Lafayette enjoyed his talks with Napoleon, though the latter was often inclined to be domineering. Lord Cornwallis came to Paris in 1802 to conclude the Treaty of Amiens between France and England, and Lafayette met his old opponent at dinner at the house of Joseph Bonaparte, the brother of Napoleon. The next time Napoleon and Lafayette met the former said, “I warn you that Lord Cornwallis gives out that you are not cured yet.”

“Of what?” answered Lafayette. “Is it of loving liberty? What could have disgusted me with it? The extravagances and crimes of the tyranny of the Terror? They only make me hate still more every arbitrary system, and attach me more and more to my principles.”

Napoleon said seriously, “I should tell you, General Lafayette, and I see with regret, that by your manner of expressing yourself on the acts of this government you give to its enemies the weight of your name.”

“What better can I do?” asked Lafayette. “I live in retirement in the country, I avoid occasions for speaking; but whenever any one comes to ask me whether your system is conformant to my ideas of liberty, I shall answer that it is not; for, General, I certainly wish to be prudent, but I shall not be false.”

“What do you mean,” said Napoleon, “with your arbitrary system? Yours was not so, I admit; but you had against your adversaries the resource of riots.... I observed you carefully.... You had to get up riots.”

“If you call the national insurrection of July, 1789, a riot,” Lafayette answered, “I lay claim to that one; but after that period I wanted no more. I have repressed many; many were gotten up against me; and, since you appeal to my experience regarding them, I shall say that in the course of the Revolution I saw no injustice, no deviation from liberty, which did not injure the Revolution itself.”

Napoleon ended the conversation by saying, “After all, I have spoken to you as the head of the government, and in this character I have cause to complain of you; but as an individual, I should be content, for in all that I hear of you, I have recognized that, in spite of your severity toward the acts of the government, there has always been on your part personal good-will toward myself.”

And this in truth expressed Lafayette’s attitude toward Napoleon, admiration and friendship for the General, but opposition to the growing love of power of the First Consul.

That love of power soon made itself manifest in Napoleon’s election to the new office of “Consul for life.” Meantime Lafayette was busy cultivating his farm, work which he greatly enjoyed.

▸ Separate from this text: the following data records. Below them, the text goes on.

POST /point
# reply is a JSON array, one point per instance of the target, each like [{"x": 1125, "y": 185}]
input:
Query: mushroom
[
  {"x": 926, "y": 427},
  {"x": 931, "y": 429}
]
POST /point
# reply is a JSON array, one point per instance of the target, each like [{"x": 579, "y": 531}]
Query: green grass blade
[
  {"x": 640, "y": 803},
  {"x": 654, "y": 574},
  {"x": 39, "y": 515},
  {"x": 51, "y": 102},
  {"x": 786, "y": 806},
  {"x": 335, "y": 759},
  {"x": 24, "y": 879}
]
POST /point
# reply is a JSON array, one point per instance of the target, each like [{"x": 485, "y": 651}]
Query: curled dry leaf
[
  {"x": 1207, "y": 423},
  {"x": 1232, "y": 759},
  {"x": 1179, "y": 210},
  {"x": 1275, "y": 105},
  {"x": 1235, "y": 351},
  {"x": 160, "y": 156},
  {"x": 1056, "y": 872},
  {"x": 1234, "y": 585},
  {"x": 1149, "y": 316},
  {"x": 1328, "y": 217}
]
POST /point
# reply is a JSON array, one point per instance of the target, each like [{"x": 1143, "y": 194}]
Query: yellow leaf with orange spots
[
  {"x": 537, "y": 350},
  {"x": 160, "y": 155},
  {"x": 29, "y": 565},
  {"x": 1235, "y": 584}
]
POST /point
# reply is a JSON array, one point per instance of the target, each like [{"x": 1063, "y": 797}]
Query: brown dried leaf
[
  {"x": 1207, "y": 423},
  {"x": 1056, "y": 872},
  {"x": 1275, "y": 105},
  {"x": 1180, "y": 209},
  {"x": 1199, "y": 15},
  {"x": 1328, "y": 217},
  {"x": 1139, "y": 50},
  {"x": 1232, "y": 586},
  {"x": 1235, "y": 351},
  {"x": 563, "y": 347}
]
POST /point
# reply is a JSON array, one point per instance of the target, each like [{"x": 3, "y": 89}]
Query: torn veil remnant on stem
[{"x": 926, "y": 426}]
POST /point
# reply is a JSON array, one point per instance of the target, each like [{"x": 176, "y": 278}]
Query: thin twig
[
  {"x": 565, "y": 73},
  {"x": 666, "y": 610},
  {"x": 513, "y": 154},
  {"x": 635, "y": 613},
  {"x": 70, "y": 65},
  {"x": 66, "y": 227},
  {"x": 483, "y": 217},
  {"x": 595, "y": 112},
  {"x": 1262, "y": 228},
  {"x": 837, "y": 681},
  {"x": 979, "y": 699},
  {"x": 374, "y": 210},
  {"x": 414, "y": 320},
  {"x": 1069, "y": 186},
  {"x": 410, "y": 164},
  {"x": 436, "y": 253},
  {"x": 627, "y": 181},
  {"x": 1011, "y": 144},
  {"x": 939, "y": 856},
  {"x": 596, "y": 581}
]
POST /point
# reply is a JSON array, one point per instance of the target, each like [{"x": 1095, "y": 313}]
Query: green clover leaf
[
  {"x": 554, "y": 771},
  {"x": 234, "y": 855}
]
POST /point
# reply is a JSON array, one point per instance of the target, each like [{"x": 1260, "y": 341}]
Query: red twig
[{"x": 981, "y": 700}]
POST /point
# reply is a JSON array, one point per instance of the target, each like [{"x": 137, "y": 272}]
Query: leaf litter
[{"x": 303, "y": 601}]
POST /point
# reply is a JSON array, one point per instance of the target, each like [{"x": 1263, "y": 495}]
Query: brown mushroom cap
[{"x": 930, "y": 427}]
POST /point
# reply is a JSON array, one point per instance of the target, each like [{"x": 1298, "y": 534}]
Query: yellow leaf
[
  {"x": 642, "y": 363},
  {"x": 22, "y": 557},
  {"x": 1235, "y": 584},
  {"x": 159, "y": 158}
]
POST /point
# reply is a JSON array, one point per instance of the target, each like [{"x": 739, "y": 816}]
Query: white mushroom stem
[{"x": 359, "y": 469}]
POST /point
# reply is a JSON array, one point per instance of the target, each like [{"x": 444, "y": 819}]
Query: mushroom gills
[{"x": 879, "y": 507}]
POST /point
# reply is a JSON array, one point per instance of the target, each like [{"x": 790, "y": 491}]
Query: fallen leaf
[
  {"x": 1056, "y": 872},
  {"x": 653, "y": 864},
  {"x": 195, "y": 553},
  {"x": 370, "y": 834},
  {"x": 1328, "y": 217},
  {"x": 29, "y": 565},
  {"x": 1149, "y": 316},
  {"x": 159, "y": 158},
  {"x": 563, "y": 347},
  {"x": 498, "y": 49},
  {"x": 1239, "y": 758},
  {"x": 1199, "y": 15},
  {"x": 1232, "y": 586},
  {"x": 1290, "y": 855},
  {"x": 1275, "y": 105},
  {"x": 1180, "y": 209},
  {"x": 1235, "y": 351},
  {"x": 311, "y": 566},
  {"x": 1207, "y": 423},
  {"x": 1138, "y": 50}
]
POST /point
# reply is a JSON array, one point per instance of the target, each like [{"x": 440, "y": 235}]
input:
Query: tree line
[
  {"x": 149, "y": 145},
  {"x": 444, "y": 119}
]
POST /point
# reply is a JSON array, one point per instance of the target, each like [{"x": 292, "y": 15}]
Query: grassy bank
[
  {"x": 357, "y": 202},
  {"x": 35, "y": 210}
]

And to Lagrange came many distinguished English and American visitors, eager to meet the owner and hear him tell of his adventurous career on two continents.

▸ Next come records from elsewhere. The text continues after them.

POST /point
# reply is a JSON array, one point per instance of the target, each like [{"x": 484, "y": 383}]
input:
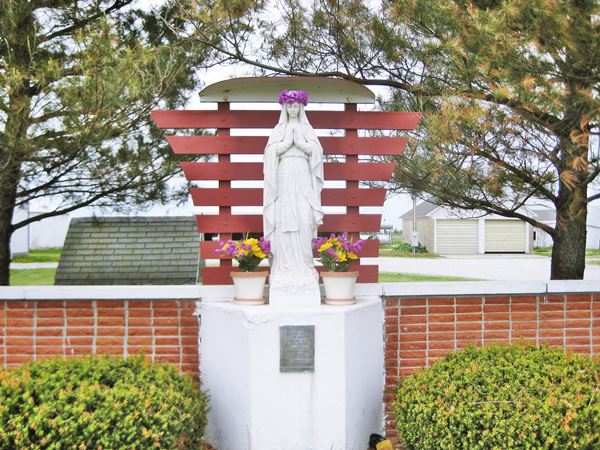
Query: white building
[
  {"x": 458, "y": 232},
  {"x": 50, "y": 232}
]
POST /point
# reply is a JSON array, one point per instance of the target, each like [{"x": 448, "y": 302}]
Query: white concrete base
[
  {"x": 309, "y": 296},
  {"x": 253, "y": 406}
]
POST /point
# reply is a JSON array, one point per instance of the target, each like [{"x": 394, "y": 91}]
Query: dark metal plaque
[{"x": 297, "y": 348}]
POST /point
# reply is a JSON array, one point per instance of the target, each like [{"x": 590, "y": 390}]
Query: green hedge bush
[
  {"x": 100, "y": 403},
  {"x": 502, "y": 398}
]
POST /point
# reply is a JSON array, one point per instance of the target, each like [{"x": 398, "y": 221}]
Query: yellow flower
[
  {"x": 341, "y": 256},
  {"x": 325, "y": 246}
]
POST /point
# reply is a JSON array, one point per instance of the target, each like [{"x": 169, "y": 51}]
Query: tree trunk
[
  {"x": 570, "y": 233},
  {"x": 6, "y": 213}
]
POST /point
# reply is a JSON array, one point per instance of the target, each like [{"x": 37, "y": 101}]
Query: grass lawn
[
  {"x": 39, "y": 255},
  {"x": 387, "y": 277},
  {"x": 30, "y": 277}
]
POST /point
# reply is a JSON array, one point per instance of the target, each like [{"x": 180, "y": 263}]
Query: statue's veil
[{"x": 270, "y": 170}]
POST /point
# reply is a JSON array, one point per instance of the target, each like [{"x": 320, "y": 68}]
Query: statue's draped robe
[{"x": 292, "y": 206}]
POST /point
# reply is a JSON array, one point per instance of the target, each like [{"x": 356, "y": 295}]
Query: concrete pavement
[{"x": 484, "y": 267}]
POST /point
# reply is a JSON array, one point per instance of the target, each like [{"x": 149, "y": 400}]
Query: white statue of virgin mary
[{"x": 293, "y": 179}]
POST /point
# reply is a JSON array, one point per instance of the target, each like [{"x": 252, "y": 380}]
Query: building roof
[
  {"x": 130, "y": 250},
  {"x": 267, "y": 89},
  {"x": 423, "y": 209}
]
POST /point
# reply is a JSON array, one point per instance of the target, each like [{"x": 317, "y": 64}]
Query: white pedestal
[
  {"x": 285, "y": 297},
  {"x": 254, "y": 406}
]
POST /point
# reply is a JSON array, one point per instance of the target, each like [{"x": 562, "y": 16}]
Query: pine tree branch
[{"x": 80, "y": 23}]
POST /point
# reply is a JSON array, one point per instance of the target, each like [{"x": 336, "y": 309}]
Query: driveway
[{"x": 485, "y": 267}]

The United States treated him well. While he was still in prison at Olmutz he was placed on the army list at full pay. Congress voted to him more than eleven thousand acres on the banks of the Ohio, and when the great territory of Louisiana was acquired a tract near the city of New Orleans was set aside for him and he was informed that the government of Louisiana was destined for him. But Madame Lafayette’s health had been delicate ever since those trying days in Austria, and that, combined with Lafayette’s own feeling that he ought to remain in France, led him to decline the eager invitations that were sent him to settle in America.